November 7, 2012
The Institute for Sustainable Energy and the Environment (ISEE) at Ohio University has been awarded more than $2 million in state and federal grants to support research to clean the wastewater that results from hydraulic fracturing, or “fracking,” on site. The ISEE is a research center at OHIO’s Fritz J. and Dolores H. Russ College of Engineering and Technology.
The money is coming from the Research Partnership to Secure Energy for America (RPSEA) and the Ohio Third Frontier.
The RPSEA is a non-profit corporation established to help meet the nation’s growing need for the hydrocarbon resources produced from American reservoirs. It awarded more than $1.9 million for the ISEE’s project, “Cost-Effective Treatment of Flowback and Produced Water via an Integrated Precipitative Supercritical (IPSC) Process.”
The Ohio Third Frontier provided $50,000 in project funding, which received a match from both the Russ College and the Ohio University Office of Technology Transfer for a total of $100,000.
“We’ve staked out our ground as a major resource for studying the effects of horizontal drilling and hydraulic fracturing,” said Russ College Dean Dennis Irwin. “This research is a great example of socially responsible engineering with long-term impact for our region and far beyond.”
In the project, OHIO researchers, led by Associate Director of the Ohio Coal Research Center Jason Trembly, are teaming with Hess Corporation; Aquionics, which specializes in ultraviolet (UV) light treatment of water; Parker Hannifin and the Ohio Gas Association to develop, demonstrate and commercialize an innovative flowback/produced-water management process.
Trembly, an assistant professor of mechanical engineering in the Russ College, says the technology is a win-win for everyone.
“It eliminates the extra cost for transporting the water and also eliminates the need for disposal sites, which addresses concerns about wastewater wells,” he said.
The process uses technologies similar to those deployed at power plants and in refining industries. In the first, low-pressure portion of the process, UV and water softening technologies used in municipal wastewater treatment remediate bacteria in the water and remove hard water ions. Then, via a pump, high-pressure wastewater is treated in a reactor powered by gas from the well. This process transforms the water into a supercritical state, where at very high pressures and at a very high temperature, the water takes on properties of both a liquid and a gas. The contaminants, salt and hydrocarbons, either precipitate out as solids or gasify into hydrogen, leaving only clean water. The salt can then be used for a variety of applications such as road de-icing, and the hydrogen is returned to the process to heat the reactor.

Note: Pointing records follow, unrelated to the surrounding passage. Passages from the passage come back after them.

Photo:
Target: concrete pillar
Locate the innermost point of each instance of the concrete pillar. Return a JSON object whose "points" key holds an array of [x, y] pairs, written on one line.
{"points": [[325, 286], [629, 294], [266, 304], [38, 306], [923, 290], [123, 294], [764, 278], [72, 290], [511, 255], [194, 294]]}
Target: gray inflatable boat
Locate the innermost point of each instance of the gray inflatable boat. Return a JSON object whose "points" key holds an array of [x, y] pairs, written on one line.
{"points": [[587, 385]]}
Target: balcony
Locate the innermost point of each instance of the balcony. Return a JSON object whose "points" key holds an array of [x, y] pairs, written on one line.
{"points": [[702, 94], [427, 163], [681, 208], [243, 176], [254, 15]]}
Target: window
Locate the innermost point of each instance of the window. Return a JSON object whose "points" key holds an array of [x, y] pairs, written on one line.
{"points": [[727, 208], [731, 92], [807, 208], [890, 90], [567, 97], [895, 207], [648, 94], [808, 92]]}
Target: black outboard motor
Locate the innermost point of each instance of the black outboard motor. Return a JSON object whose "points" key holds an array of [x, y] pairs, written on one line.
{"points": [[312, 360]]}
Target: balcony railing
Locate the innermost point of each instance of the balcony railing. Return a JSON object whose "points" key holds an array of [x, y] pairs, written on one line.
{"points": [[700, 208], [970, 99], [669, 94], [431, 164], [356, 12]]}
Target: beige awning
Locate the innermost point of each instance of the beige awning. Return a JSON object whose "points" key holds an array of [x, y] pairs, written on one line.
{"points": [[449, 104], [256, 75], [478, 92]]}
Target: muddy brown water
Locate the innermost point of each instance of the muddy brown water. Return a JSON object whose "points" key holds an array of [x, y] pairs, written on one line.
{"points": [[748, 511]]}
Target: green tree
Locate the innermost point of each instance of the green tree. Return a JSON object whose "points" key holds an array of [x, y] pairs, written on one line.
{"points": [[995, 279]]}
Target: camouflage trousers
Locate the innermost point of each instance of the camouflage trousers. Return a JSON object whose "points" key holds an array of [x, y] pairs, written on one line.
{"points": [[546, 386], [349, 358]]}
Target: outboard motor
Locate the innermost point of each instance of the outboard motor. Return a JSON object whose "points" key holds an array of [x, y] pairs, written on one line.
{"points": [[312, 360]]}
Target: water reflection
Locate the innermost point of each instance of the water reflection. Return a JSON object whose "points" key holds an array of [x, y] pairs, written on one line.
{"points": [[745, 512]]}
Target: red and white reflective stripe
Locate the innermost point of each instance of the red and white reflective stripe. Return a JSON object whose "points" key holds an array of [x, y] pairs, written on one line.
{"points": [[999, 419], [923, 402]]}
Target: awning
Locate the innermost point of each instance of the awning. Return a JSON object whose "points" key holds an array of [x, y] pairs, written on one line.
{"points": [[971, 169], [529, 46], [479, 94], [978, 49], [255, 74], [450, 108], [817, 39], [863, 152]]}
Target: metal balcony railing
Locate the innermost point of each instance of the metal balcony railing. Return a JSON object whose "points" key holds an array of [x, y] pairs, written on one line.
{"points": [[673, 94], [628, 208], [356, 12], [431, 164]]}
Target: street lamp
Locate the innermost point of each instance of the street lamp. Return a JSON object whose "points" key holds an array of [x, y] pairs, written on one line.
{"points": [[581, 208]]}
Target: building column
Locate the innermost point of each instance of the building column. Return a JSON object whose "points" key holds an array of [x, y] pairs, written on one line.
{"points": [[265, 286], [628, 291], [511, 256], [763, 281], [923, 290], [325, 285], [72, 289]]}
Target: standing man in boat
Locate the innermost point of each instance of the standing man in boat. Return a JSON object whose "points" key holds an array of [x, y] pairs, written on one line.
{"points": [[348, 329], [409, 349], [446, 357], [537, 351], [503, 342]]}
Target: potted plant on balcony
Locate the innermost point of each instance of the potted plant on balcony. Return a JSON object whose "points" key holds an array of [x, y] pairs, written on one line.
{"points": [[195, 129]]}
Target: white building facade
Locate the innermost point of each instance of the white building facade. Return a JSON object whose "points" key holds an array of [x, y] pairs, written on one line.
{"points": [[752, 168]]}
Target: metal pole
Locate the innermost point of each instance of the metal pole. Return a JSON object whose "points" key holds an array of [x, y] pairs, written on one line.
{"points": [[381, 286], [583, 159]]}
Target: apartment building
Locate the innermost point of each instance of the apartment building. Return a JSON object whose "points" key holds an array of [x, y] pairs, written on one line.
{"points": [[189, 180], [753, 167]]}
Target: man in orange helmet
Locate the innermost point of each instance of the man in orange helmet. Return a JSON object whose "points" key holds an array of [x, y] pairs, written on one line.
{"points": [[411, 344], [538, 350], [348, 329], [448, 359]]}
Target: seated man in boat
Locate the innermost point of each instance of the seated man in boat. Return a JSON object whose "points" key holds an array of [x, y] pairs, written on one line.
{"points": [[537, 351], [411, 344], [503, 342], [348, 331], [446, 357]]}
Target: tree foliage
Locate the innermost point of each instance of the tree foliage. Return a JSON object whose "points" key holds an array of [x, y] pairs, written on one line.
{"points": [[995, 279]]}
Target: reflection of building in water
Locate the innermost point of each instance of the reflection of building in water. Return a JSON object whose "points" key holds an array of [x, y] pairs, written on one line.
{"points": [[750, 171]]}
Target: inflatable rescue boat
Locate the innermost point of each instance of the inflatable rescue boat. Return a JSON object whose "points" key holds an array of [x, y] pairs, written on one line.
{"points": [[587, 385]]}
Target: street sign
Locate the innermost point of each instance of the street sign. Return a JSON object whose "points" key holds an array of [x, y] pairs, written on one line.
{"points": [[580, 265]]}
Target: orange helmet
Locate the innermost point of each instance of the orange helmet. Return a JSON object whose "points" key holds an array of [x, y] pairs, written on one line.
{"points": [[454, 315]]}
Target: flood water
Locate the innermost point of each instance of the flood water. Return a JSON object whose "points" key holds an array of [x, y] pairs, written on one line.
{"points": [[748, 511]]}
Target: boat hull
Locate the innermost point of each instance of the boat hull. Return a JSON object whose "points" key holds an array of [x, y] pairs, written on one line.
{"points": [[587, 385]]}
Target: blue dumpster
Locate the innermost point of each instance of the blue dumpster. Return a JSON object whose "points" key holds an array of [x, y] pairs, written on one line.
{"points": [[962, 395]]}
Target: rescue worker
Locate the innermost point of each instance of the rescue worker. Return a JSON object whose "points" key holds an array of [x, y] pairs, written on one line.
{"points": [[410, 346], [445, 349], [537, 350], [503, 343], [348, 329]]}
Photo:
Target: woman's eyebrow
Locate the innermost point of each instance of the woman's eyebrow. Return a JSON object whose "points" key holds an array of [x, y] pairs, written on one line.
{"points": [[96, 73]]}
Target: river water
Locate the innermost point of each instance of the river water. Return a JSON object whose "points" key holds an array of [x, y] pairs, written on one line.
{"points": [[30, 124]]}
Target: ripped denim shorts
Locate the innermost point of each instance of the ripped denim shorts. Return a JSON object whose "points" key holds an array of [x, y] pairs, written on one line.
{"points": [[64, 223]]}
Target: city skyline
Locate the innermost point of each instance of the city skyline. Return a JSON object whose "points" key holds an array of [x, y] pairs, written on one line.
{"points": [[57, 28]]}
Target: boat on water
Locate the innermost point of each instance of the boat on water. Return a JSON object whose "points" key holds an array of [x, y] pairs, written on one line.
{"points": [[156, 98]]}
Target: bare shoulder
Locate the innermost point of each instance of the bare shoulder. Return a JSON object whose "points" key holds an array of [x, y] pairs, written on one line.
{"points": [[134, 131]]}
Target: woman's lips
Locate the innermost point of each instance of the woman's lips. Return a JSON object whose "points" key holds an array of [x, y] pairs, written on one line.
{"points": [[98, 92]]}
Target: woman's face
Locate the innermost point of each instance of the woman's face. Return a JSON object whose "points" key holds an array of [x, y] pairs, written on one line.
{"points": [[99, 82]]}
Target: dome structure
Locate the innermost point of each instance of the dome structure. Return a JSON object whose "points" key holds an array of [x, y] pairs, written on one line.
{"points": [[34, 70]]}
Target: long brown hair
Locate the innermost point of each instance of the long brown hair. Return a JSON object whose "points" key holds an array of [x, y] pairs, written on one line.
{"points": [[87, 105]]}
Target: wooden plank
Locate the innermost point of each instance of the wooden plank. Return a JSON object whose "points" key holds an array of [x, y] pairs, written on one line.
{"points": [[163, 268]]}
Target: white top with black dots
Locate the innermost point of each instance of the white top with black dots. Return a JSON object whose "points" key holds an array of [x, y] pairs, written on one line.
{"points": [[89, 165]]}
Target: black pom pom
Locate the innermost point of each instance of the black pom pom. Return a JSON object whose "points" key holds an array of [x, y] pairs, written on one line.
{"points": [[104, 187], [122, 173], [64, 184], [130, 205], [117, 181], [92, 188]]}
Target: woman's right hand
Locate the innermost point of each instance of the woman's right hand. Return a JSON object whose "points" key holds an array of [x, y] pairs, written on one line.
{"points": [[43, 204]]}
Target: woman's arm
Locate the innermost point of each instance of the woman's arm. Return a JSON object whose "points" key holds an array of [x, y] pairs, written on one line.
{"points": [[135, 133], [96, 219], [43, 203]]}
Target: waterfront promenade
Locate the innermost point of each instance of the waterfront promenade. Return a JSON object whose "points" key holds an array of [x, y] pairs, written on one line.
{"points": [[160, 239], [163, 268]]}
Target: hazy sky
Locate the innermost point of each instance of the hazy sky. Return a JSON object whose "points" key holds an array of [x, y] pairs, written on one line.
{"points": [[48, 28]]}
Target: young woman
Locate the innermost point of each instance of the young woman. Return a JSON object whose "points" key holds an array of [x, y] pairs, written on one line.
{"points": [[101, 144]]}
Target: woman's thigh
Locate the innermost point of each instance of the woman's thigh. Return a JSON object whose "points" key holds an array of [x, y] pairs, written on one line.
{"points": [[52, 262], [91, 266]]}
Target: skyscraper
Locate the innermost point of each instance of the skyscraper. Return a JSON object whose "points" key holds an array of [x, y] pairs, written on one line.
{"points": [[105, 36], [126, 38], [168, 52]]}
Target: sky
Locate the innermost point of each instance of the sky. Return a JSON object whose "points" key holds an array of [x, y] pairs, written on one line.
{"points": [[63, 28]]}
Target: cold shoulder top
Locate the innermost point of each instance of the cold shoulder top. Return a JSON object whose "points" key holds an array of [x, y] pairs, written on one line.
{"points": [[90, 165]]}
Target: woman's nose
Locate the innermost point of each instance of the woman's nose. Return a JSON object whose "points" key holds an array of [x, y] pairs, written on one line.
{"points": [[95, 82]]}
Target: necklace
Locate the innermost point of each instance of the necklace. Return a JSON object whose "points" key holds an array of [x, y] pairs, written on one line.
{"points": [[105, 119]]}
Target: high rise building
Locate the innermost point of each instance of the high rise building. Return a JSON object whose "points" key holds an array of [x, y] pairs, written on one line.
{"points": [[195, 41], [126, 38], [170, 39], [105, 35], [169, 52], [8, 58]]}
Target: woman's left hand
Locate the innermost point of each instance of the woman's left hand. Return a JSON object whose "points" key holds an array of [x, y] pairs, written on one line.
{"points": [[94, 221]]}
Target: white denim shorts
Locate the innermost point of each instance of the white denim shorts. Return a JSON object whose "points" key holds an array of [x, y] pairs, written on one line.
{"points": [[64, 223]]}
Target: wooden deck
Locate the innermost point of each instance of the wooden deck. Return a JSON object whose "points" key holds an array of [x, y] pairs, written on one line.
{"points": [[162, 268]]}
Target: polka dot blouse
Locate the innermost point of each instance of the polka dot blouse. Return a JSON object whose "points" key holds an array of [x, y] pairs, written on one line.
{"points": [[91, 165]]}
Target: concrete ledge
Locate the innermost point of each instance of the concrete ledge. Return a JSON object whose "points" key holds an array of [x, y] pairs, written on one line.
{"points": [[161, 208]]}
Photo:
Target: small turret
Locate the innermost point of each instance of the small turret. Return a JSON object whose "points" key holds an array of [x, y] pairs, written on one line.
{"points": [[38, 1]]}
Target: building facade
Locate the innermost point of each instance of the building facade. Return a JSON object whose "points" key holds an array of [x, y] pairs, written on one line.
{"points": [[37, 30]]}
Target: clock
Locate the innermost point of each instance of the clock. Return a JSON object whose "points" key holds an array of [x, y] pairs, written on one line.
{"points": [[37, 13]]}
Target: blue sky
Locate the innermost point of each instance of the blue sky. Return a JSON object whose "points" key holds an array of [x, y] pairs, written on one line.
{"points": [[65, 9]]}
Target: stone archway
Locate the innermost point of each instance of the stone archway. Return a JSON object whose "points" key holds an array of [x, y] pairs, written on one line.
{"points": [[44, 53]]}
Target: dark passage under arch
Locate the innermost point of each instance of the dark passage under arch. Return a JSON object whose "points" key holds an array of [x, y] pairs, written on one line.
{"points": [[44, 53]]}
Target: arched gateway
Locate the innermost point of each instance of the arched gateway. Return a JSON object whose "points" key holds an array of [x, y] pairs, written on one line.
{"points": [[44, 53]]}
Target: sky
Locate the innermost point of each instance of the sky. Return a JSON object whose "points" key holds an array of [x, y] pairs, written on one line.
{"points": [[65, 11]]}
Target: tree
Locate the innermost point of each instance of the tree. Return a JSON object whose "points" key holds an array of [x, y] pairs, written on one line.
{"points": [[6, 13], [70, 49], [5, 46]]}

Over the next 24 months, the ISEE team will construct and operate a fully integrated prototype process capable of treating a barrel per day of flowback water. Data will be used to develop a detailed design for a commercial-scale unit and to further demonstrate the advantages of the process.
Christiane Schmenk, director of the Ohio Department of Development and chair of the Ohio Third Frontier Commission, said the funding helps put Ohio at the forefront of new technology.
“These investments in Ohio’s tech-based economy are critical to the growth of new technologies, ideas, and talent that make Ohio a leader in innovation,” Schmenk said. “We are ensuring life-changing technology is supported while creating key industry jobs for Ohioans.”